Funerale a Caracas, tra Reggaeton e Salsa

FUNERALE A CARACAS, tra reggaeton e salsa.

Quando un funerale a Caracas si celebra a reggaeton e salsa!
Spigolando notizie del mondo latinoamericano, nei giorni scorsi ho trovato un articolo molto interessante e allo stesso tempo un po’ sconcertante, se analizzato con i nostri modelli culturali. Ma si sa che il rapporto con la morte è vissuto in maniere diversissime tra le popolazioni del mondo e la celebrazione del rituale dell’ultimo addio in alcuni casi assume i toni e i colori più variegati. Come in questo caso, che rispettiamo. Vi proponiamo, pertanto, la lettura di servizio “Funerale a Caracas” ripreso da Internazionale (n.801 del 26 giugno – 3 luglio 2009) animati da esclusivo spirito informativo e senza giudizio di merito sui contenuti raccontati, peraltro, con grande chiarezza e crudezza.
Per la diffusione di questo pezzo ringraziamo la direzione di Internazionale (www.internazionale.it), rivista che ogni settimana è in edicola per offrire ai lettori italiani il meglio dei giornali di tutto il mondo. Un punto di riferimento importante per tenersi aggiornati sull’attualità del Pianeta e, nel caso dei nostri lettori, per conoscere i fatti, la cultura e le novità del Centro e Sud America, continente molto trascurato dai media radiotelevisivi e dai quotidiani.
Ecco la trascrizione dell’articolo. Buona lettura.

FUNERALE A CARACAS
Nei quartieri poveri della capitale venezuelana si balla al ritmo di reggaeton e
si fanno acrobazie in moto per dare l’ultimo saluto a un amico assassinato.

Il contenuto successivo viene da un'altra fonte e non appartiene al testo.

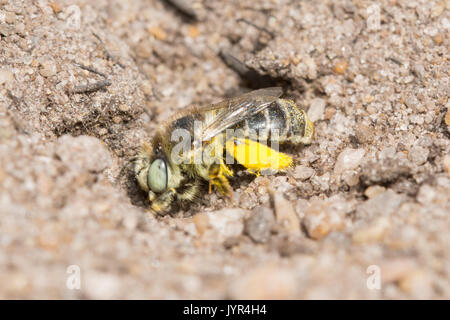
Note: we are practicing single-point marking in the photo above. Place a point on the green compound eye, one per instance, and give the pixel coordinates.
(157, 176)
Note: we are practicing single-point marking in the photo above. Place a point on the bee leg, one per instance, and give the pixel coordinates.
(162, 203)
(217, 177)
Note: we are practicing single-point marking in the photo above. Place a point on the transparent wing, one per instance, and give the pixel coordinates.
(234, 110)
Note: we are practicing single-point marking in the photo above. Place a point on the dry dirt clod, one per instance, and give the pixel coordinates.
(285, 213)
(259, 225)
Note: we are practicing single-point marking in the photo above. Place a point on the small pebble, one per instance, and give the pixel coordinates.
(285, 214)
(324, 216)
(446, 163)
(48, 68)
(418, 155)
(10, 17)
(438, 39)
(6, 76)
(303, 172)
(447, 117)
(158, 33)
(259, 224)
(340, 66)
(373, 191)
(84, 153)
(373, 232)
(316, 110)
(349, 159)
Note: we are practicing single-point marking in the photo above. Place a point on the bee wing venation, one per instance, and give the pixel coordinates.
(236, 109)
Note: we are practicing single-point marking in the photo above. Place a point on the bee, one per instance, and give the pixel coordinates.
(167, 179)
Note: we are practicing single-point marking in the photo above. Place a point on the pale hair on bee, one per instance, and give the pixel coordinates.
(255, 118)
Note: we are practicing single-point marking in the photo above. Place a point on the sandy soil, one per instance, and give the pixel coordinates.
(370, 196)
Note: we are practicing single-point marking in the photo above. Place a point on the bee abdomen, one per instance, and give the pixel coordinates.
(282, 121)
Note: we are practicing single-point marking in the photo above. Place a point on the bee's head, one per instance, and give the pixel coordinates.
(153, 171)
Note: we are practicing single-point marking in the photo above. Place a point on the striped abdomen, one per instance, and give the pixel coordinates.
(282, 119)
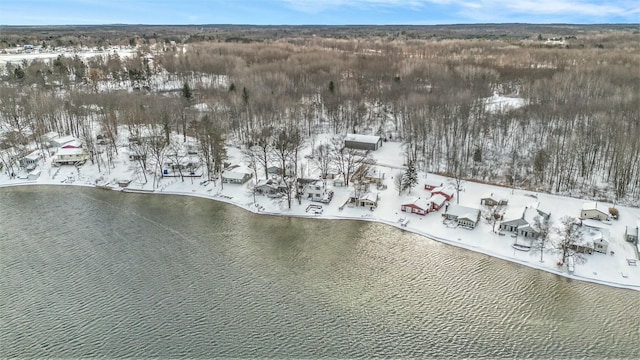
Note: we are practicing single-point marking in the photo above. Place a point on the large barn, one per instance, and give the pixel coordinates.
(362, 142)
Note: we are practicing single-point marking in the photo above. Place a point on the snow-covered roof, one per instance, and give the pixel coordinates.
(419, 202)
(462, 211)
(370, 196)
(595, 206)
(446, 190)
(33, 156)
(530, 213)
(369, 139)
(591, 235)
(69, 151)
(60, 141)
(236, 174)
(438, 199)
(73, 143)
(495, 197)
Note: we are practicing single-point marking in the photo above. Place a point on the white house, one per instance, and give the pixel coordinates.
(464, 216)
(60, 142)
(418, 206)
(236, 176)
(312, 189)
(594, 210)
(524, 225)
(70, 156)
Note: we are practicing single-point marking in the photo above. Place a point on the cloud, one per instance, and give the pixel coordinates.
(597, 9)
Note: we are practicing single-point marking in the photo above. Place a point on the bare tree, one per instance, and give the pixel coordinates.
(568, 234)
(346, 159)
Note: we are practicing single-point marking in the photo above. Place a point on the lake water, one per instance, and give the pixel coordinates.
(87, 272)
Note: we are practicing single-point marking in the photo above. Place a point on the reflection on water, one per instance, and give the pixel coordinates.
(96, 273)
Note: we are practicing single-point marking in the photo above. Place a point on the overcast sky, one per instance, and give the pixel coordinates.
(313, 12)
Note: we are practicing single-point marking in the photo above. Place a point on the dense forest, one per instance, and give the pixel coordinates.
(576, 130)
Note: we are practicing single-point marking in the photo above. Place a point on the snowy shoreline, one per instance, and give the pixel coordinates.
(256, 210)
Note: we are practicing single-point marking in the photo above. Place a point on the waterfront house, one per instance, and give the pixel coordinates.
(464, 216)
(430, 185)
(524, 225)
(493, 200)
(30, 161)
(445, 191)
(418, 206)
(437, 201)
(34, 175)
(70, 156)
(312, 189)
(367, 199)
(60, 142)
(362, 142)
(274, 170)
(270, 187)
(594, 210)
(236, 176)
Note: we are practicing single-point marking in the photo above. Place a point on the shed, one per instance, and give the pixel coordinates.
(34, 175)
(631, 234)
(493, 200)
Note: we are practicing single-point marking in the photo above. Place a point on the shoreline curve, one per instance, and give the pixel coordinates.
(326, 217)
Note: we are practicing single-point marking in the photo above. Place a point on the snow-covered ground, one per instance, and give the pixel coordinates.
(19, 57)
(612, 268)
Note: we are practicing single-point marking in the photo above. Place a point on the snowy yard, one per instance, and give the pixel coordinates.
(613, 268)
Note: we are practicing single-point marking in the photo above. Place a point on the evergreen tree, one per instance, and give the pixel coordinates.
(186, 91)
(410, 177)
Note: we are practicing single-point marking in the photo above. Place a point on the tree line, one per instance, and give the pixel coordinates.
(576, 130)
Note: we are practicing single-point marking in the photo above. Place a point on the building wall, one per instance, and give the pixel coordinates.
(593, 214)
(361, 146)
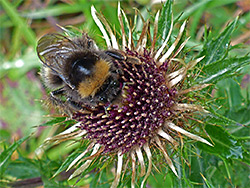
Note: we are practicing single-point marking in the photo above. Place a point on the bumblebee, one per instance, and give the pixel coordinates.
(78, 73)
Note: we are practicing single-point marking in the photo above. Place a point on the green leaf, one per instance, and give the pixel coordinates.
(216, 49)
(225, 145)
(215, 118)
(165, 20)
(6, 154)
(213, 72)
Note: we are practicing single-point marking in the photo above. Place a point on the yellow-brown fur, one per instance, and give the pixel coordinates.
(91, 85)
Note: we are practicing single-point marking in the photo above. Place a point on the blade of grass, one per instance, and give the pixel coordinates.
(27, 33)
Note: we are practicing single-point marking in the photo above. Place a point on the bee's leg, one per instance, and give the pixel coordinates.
(74, 104)
(115, 54)
(57, 102)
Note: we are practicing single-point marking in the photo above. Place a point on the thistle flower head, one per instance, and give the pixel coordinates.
(150, 106)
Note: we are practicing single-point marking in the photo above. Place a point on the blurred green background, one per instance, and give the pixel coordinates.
(23, 22)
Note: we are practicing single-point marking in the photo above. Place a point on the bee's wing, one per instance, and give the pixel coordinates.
(53, 50)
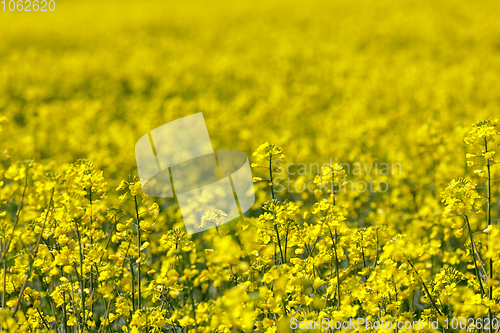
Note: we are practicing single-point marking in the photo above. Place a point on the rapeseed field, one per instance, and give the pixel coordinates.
(371, 128)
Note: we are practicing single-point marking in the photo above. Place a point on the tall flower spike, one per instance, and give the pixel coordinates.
(458, 197)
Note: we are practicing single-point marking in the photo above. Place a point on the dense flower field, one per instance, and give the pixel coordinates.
(371, 127)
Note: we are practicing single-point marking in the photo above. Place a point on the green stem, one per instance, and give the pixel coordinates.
(425, 287)
(488, 220)
(474, 255)
(138, 255)
(274, 217)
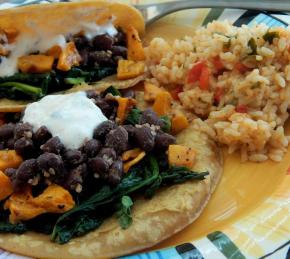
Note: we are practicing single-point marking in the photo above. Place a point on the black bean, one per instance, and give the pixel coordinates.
(98, 166)
(81, 42)
(53, 145)
(23, 130)
(117, 139)
(106, 106)
(102, 58)
(120, 38)
(130, 129)
(144, 138)
(92, 147)
(24, 147)
(103, 42)
(116, 59)
(163, 140)
(11, 173)
(149, 116)
(119, 51)
(26, 171)
(84, 53)
(10, 143)
(92, 94)
(51, 165)
(7, 131)
(103, 129)
(42, 135)
(76, 178)
(109, 154)
(73, 157)
(115, 172)
(128, 93)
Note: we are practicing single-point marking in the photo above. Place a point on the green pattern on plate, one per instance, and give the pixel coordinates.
(225, 245)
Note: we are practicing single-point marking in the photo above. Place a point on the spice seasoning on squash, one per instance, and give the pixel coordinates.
(6, 188)
(124, 106)
(151, 91)
(241, 68)
(178, 122)
(69, 57)
(219, 92)
(195, 72)
(242, 108)
(9, 159)
(175, 92)
(129, 69)
(179, 155)
(134, 45)
(218, 64)
(35, 63)
(130, 163)
(204, 78)
(162, 104)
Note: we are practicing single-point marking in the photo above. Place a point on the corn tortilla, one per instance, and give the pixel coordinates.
(168, 212)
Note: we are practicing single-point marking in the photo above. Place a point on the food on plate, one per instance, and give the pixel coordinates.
(236, 79)
(93, 172)
(43, 50)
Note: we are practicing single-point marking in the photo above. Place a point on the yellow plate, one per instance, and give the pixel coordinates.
(249, 213)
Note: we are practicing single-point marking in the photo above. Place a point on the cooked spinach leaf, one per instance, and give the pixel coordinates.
(34, 86)
(67, 226)
(124, 212)
(6, 227)
(13, 89)
(74, 80)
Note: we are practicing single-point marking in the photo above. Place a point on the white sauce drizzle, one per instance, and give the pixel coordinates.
(25, 45)
(72, 117)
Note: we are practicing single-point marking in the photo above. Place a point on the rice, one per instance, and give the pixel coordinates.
(249, 114)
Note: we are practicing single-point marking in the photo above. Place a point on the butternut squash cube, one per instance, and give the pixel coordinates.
(6, 188)
(124, 105)
(129, 69)
(178, 122)
(179, 155)
(9, 159)
(11, 34)
(35, 63)
(162, 104)
(151, 91)
(134, 45)
(54, 199)
(20, 206)
(69, 57)
(54, 51)
(23, 206)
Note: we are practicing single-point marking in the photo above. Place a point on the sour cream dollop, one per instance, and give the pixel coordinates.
(72, 117)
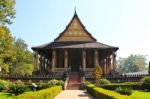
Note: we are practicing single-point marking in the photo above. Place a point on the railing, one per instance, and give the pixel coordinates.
(113, 78)
(58, 76)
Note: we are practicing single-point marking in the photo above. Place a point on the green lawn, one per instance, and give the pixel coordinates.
(6, 96)
(141, 95)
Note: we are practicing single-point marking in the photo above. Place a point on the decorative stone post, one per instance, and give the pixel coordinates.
(109, 64)
(66, 59)
(96, 58)
(149, 68)
(84, 59)
(105, 68)
(114, 60)
(36, 64)
(53, 59)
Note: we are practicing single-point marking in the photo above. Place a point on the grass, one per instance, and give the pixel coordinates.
(141, 95)
(4, 95)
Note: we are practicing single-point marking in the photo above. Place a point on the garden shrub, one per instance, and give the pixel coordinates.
(48, 93)
(104, 81)
(42, 86)
(3, 85)
(16, 87)
(60, 83)
(54, 82)
(132, 85)
(145, 83)
(100, 93)
(124, 90)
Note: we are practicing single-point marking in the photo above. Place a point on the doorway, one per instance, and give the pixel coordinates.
(75, 59)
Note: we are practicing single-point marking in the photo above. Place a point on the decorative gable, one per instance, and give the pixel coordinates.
(75, 31)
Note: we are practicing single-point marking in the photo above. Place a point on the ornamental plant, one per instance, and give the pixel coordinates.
(3, 85)
(124, 90)
(97, 73)
(145, 83)
(16, 87)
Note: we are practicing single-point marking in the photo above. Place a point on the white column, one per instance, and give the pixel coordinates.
(96, 58)
(84, 59)
(114, 60)
(36, 60)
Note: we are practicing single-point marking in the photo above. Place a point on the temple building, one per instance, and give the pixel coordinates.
(74, 49)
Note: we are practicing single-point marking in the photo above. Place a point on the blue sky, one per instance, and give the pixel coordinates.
(121, 23)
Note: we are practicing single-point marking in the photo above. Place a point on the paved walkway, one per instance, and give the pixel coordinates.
(73, 94)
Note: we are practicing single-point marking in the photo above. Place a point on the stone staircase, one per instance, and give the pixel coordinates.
(74, 81)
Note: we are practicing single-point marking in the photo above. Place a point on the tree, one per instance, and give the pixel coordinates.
(133, 63)
(23, 64)
(6, 49)
(7, 11)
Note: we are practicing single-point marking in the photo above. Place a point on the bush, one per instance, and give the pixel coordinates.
(56, 82)
(104, 82)
(42, 86)
(100, 93)
(145, 83)
(48, 93)
(60, 83)
(16, 87)
(124, 90)
(132, 85)
(3, 85)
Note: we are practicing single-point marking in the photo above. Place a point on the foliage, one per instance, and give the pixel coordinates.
(24, 63)
(133, 85)
(124, 90)
(4, 95)
(14, 56)
(7, 52)
(100, 93)
(23, 69)
(16, 87)
(133, 63)
(140, 95)
(48, 93)
(7, 11)
(145, 83)
(3, 85)
(104, 81)
(43, 86)
(97, 73)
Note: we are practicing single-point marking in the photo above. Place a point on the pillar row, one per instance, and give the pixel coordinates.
(84, 59)
(53, 59)
(66, 59)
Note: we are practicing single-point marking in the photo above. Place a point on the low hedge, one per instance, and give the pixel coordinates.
(100, 93)
(48, 93)
(132, 85)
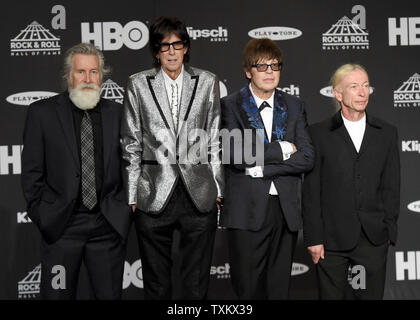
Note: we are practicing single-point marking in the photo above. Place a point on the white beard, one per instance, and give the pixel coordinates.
(85, 99)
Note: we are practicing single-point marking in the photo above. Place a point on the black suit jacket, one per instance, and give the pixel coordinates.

di María Isoliett Iglesias, Prensa Nueva, Argentina
Foto di Lurdes R. Basolí

Sono sotto l’effetto di droghe. Hanno gli occhi arrossati, lo sguardo perso, le
labbra socchiuse e si muovono a fatica. Sono i ragazzi di Las Quintas, un
quartiere nella parte meridionale di Caracas. Oggi rendono omaggio a un loro
amico che viveva da queste parti e che, anche se non era un delinquente, è stato
assassinato. Si chiamava Oscar Enrique Castro. Aveva 22 anni. È stato ucciso a
colpi di pistola per “ragioni morali”. Una cinquantina di persone si è riunita
qui, in questo bosco di mattoni rossi che si erge su una montagna, per
ricordarlo. A mezzogiorno in punto, con un disco di salsa a tutto volume in
sottofondo e un sole incandescente, sei amici di Oscar entrano nella stanza dove
c’è il feretro. Mentre chiudono la bara per uscire dalla casa e proseguire il
rito per strada, la ragazza di Oscar comincia a gridare e alza ancora il volume
dello stereo. Le finestre, il pavimento e perfino il vetro della cassa da morto
che protegge il corpo cominciano a vibrare.
Appoggiata su una delle casse dello stereo, la ragazza
comincia a cantare e a ballare per il suo fidanzato assassinato. La musica è un
cd pirata di Tito Rojas. La canzone dice più o meno così:
“Quando mi darete l’ultimo saluto, non piangete per me, perché niente è eterno.
Soffrirai, piangerai, ma ti abituerai a perdermi. E ti rassegnerai quando non mi
vedrai più”.

I sei ragazzi sollevano la bara a ritmo di salsa. Dopo averla messa saldamente
sulle spalle, cominciano le acrobazie per raggiungere l’unica via di accesso al
quartiere: una scalinata ripida e irregolare, da cui si arriva a una strada che
il corteo funebre percorrerà fino a raggiungere il Cementerio general del sur.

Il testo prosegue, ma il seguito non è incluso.